CockroachDB was inspired by frustration with the available open source databases and cloud DBaaS offerings. It was never conceived of as anything but open source software.
In late 2014, with encouraging interest from the GitHub community and concomitant inquiries from some forward-looking venture capitalists, it was decision time: should we start a company to accelerate CockroachDB development? On the one hand, hiring a team of exceptional people would lead more quickly to a viable product. On the other hand, our goal would no longer be solely about building the next great open source database. It would necessarily expand to include concern for our employees and investors.
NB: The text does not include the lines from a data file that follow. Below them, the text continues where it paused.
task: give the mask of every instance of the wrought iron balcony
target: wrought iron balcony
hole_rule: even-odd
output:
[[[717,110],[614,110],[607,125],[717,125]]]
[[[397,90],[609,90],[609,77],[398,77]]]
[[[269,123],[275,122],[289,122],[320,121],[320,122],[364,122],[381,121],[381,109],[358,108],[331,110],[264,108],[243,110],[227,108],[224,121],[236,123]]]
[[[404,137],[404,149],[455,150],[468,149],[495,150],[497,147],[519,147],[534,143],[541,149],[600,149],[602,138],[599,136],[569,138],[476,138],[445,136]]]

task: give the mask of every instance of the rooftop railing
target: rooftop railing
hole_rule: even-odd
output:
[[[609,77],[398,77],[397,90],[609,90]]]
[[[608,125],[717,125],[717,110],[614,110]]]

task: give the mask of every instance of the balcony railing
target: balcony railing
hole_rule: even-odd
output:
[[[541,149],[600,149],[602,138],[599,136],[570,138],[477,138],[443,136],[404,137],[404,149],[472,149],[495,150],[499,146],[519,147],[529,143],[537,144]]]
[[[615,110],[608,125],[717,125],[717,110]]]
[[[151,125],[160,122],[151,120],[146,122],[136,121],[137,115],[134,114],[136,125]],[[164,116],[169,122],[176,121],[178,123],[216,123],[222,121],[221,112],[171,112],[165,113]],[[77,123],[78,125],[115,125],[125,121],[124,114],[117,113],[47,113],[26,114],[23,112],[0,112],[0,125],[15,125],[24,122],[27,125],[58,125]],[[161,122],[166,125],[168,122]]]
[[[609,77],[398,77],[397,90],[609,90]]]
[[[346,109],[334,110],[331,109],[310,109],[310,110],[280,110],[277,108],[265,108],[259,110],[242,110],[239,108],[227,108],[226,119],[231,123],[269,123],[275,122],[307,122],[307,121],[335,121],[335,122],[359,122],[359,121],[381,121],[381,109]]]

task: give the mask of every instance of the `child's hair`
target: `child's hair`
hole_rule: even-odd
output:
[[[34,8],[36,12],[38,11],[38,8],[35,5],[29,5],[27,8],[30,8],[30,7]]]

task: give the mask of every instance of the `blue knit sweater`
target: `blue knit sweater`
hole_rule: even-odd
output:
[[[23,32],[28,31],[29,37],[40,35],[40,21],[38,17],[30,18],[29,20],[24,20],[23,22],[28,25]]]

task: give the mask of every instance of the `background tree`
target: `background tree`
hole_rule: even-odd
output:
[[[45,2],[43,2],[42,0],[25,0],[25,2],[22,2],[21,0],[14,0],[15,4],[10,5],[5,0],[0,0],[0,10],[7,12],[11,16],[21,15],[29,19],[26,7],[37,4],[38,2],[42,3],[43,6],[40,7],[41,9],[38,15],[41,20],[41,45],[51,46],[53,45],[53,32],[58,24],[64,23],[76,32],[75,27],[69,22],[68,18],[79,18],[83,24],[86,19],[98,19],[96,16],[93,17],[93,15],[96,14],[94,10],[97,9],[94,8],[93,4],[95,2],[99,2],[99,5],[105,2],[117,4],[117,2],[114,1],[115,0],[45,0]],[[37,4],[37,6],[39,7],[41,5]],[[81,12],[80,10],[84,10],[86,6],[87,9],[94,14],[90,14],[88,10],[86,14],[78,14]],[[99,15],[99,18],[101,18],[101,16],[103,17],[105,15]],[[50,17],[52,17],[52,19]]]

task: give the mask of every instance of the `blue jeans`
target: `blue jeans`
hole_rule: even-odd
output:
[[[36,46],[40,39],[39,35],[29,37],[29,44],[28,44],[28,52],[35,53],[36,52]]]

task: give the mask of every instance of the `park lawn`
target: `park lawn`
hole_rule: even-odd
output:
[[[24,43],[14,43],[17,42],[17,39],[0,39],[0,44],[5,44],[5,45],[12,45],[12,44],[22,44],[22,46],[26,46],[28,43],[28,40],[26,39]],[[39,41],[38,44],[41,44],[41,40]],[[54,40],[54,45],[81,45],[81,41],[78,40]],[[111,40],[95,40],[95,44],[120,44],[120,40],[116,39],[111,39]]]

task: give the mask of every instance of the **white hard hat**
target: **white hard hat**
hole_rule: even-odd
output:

We were faced with the difficult question of how to build a business around open source software.
Building a Business Around Open Source Software
There has been constant evolution of open source software business models since RedHat blazed the first trail. Few have succeeded using RedHat’s original model centered on support and services. In fact, most investors consider that early open source business model a losing proposition. The two common OSS business model alternatives are:
- Open Core. This typically involves a capable core product which is free and open source, often licensed with APL, MIT, or GPL. That’s the core. Around the core, a commercial entity provides a constellation of proprietary software, adding to or extending its capabilities. These proprietary add-ons are sold as commercial software, often bundled with support and services.
- Cloud-hosted services using open source software. Often, this also involves proprietary software (e.g. multi-tenancy, billing, service dashboards), but the end product is sold as a service instead of software.
These two models are being successfully pursued by many companies. Cloudera, Elastic, and Confluent are three examples I like, all with different models, and at different stages of turning open source products into successful businesses.
Cautionary Tales
The landscape also contains cautionary examples. Some OSS companies set the bar too low for paid features, making the core OSS product feel “hobbled”. In 2017, any product whose core capabilities cannot scale without requiring a commercial license is probably setting the bar too low. There are also examples of companies which failed to provide enough proprietary value early on, while the open core was fast becoming a standard piece of infrastructure. Large corporations which saw value in the core product, and who in other circumstances would have been happy to pay for improvements had no choice but to build their own custom extensions.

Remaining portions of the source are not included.